The state's 44 lakh alcoholics, according to consumption figures from 2011, saved Rs 440 crore every month which comes to Rs 5,280 crore every year, instead of spending that money on liquor, cited the study, according to PTI.
The other study, carried out by government-funded knowledge institute Development Management Institute or DMI, cited a "substantial economic impact" on the ban of alcohol. Data from 2,368 households in five districts of Nawada, Purnea, Samastipur, West Champaran and Kaimur showed people spent Rs 1,331 per week on food, compared to Rs 1,005, before the liquor ban, an increase of 32 per cent, according to PTI.
Both the ADRI and DMI studies found 19 per cent of households acquired new assets from the money that was earlier spent on liquor.

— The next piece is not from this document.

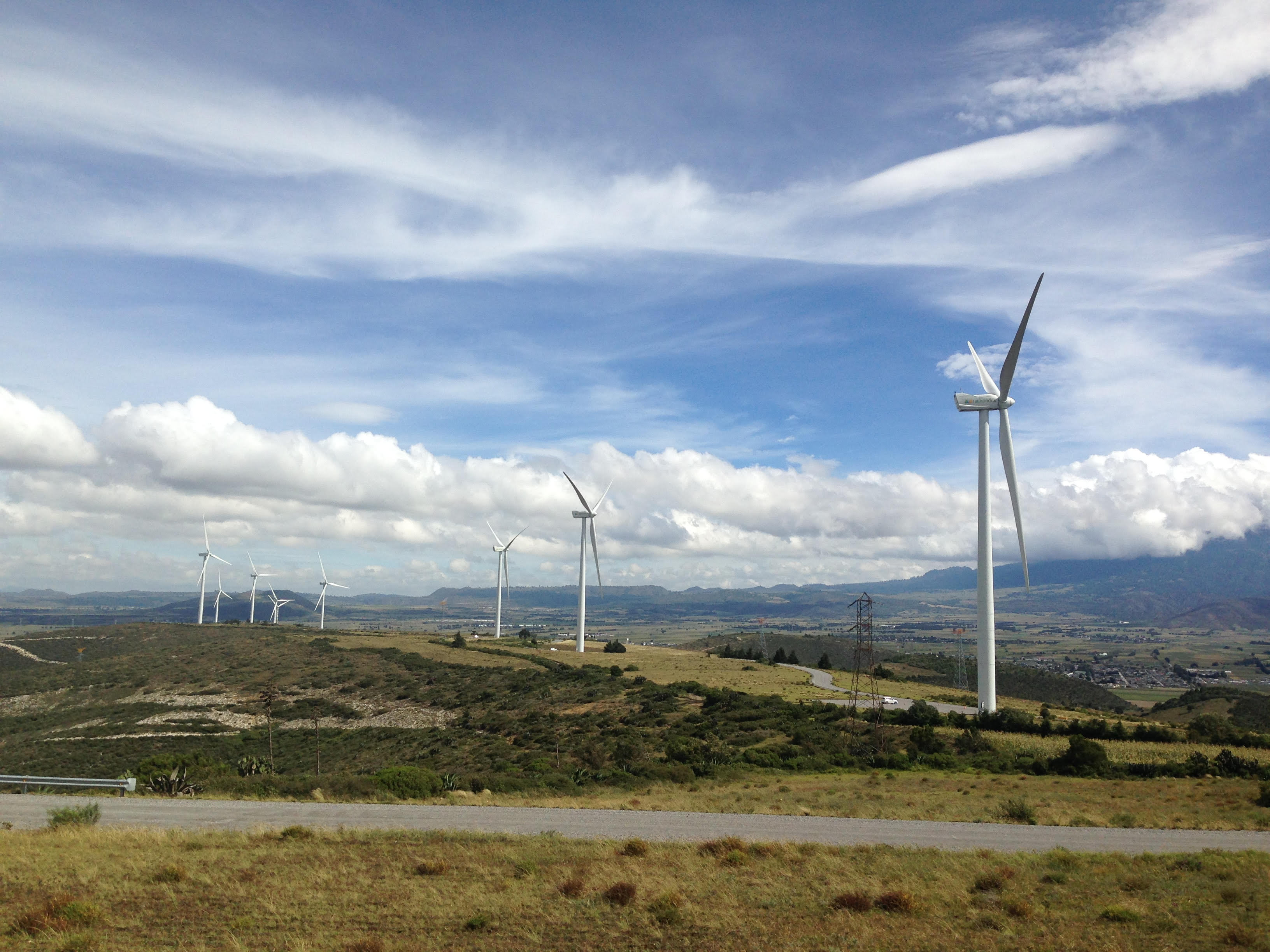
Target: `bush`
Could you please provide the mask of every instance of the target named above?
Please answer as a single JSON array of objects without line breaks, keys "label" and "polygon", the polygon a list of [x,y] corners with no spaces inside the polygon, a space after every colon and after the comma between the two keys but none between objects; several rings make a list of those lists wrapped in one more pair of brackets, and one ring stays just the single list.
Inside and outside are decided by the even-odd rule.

Prohibition, which Bihar Chief Minister Nitish Kumar said would take the shape of a social movement, was implemented partially on April 1, 2016 and fully on April 6. The ban had Mr Kumar on the receiving end of criticism. BJP's Sushil Kumar Modi, whose party was then opposed to Nitish Kumar's JDU-RJD government, had alleged ministers and lawmakers in his government were "habitual drinkers".
"There is a climate of fear everywhere," Mr Modi had said.
Many had also cited unintended consequences of prohibition, including sending more than 14,000 people to jail since April in the state, where prisons are already overcrowded.
Bihar, then the country's emerging brewery hub, with local and foreign companies setting up plants, had to stop production, leading to more than 600 labourers losing their jobs.